Serving the students and the University community since 1893

Tuesday January 25th

American Indians Want Campus Voice

An expanded Native American studies program and a push to bring in more American Indian faculty members, staff and students mark significant strides in the effort to bridge a cultural gap on campus.

But UNC's American Indian students say the University faculty and staff lack adequate representation of their minority group.

Making up less than 1 percent of UNC's enrolled population, American Indian students are trying to bolster their numbers at UNC and increase the University community's knowledge of their heritage.

With November being Native American Heritage Month, junior Tawnda Thompson said she and fellow students will continue expressing their concerns.

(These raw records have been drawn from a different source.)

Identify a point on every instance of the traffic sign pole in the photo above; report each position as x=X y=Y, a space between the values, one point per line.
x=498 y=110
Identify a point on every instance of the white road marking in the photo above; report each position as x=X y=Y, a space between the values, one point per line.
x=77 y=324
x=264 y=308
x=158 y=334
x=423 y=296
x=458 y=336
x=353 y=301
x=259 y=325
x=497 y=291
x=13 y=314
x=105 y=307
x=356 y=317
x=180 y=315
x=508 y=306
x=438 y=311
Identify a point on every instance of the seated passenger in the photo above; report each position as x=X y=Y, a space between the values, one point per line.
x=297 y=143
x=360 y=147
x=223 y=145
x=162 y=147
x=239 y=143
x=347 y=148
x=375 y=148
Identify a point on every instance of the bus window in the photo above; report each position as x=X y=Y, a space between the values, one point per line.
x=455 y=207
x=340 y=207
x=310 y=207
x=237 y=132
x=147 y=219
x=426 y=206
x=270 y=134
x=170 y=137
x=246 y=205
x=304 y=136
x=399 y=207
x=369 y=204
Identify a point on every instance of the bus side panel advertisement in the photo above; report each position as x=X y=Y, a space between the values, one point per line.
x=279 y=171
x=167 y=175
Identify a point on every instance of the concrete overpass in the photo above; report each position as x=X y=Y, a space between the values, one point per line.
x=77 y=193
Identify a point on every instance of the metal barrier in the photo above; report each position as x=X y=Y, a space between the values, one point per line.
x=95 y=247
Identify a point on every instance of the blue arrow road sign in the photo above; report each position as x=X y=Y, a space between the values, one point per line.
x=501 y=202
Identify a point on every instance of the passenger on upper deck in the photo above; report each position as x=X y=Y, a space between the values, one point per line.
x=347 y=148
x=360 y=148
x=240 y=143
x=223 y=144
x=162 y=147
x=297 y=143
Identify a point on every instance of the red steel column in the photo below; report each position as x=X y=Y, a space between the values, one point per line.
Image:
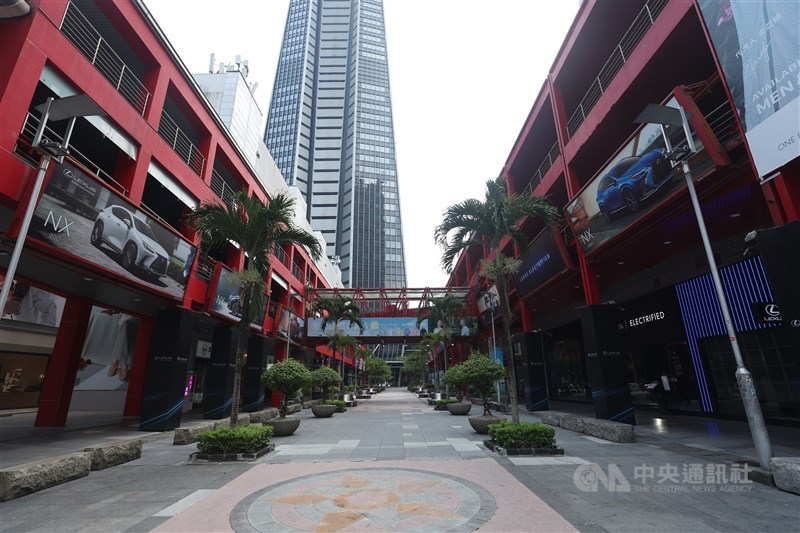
x=63 y=367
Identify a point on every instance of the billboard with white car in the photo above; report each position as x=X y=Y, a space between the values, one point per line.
x=80 y=215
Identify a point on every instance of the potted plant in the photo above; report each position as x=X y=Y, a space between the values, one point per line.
x=454 y=377
x=525 y=438
x=286 y=377
x=324 y=377
x=480 y=373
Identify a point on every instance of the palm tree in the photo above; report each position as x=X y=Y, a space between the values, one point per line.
x=360 y=353
x=441 y=309
x=258 y=230
x=430 y=344
x=495 y=218
x=343 y=341
x=338 y=309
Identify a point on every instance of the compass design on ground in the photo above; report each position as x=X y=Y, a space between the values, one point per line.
x=380 y=499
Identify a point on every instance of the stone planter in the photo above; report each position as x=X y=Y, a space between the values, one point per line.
x=323 y=410
x=219 y=457
x=460 y=409
x=481 y=423
x=283 y=427
x=492 y=445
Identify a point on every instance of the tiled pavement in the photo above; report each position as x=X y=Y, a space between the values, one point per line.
x=394 y=464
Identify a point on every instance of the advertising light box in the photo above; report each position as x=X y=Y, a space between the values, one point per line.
x=226 y=302
x=639 y=178
x=540 y=263
x=81 y=216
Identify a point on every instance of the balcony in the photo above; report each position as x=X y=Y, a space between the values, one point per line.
x=169 y=131
x=81 y=33
x=220 y=187
x=537 y=177
x=641 y=24
x=23 y=149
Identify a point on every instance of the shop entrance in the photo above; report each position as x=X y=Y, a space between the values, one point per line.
x=662 y=376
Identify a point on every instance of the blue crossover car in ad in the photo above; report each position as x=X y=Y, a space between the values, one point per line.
x=632 y=180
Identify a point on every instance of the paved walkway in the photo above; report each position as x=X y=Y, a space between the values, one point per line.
x=394 y=464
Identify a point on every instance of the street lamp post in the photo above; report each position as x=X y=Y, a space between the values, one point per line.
x=70 y=108
x=670 y=116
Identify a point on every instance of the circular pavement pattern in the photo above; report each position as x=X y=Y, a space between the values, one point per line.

Thompson, a member of the Carolina Indian Circle, said it is often difficult for UNC's 160 American Indian graduate and undergraduate students to make their identity known.

"(American Indians) are overlooked a lot," Thompson said. "I love UNC, but it's important to have every group represented here."

Thompson said the issue of representation gained momentum recently when Anthony Locklear, UNC's assistant dean of student counseling and an American Indian, stepped down.

Thompson said students in the Carolina Indian Circle are lobbying to get someone with an American Indian background to take Locklear's place.

Archie Ervin, assistant to the chancellor and director of the Office for Minority Affairs, said he understands American Indian students' desires to increase their representation on campus. "Native students feel that it would add to their viability as a community if there were more (American Indians) here," he said.

Despite frustrations, American Indian students have had something to cheer about lately with the growth of a Native American studies program at UNC.

Hoping to improve knowledge of American Indians and their heritage, curriculum in American studies Chairman Townsend Ludington is working with his colleagues to establish a program that allows students majoring in American studies to complete a concentration in Native American studies.

Ludington said too few Native American courses previously existed at UNC. "My concern was that there needed to be something developed," he said. "We had a substantial number of students whose needs weren't being met."

Three years ago, the University hired Michael Green and Theda Perdue to teach Native American courses in the American studies curriculum and the Department of History.

Also teaching Native American subjects next semester will be newly appointed faculty member Valerie Lambert, an American Indian who will teach an anthropology course about native North American cultures.

Next semester, five courses will be offered under the Native American studies program, including classes through the American studies curriculum and the history and anthropology departments.

Green, who is not of American Indian background but has many years of experience in Native American studies, said there is a large potential for UNC's Native American studies program to expand. "You don't have to be an Indian to be interested in Native American studies," Green said.

Danny Bell, a program assistant in the American studies curriculum and a Lumbee-Coharie Indian, said increasing the number of Native American courses and faculty members is vital to the University. "We need to realize that there are Native American faculty members across the country," he said. "I don't know how Native Americans weren't included in the efforts to diversify students."

Ervin said his department provides resources to currently enrolled and prospective American Indian students.

"Native American students want the University to be more aware of the perspective they have here."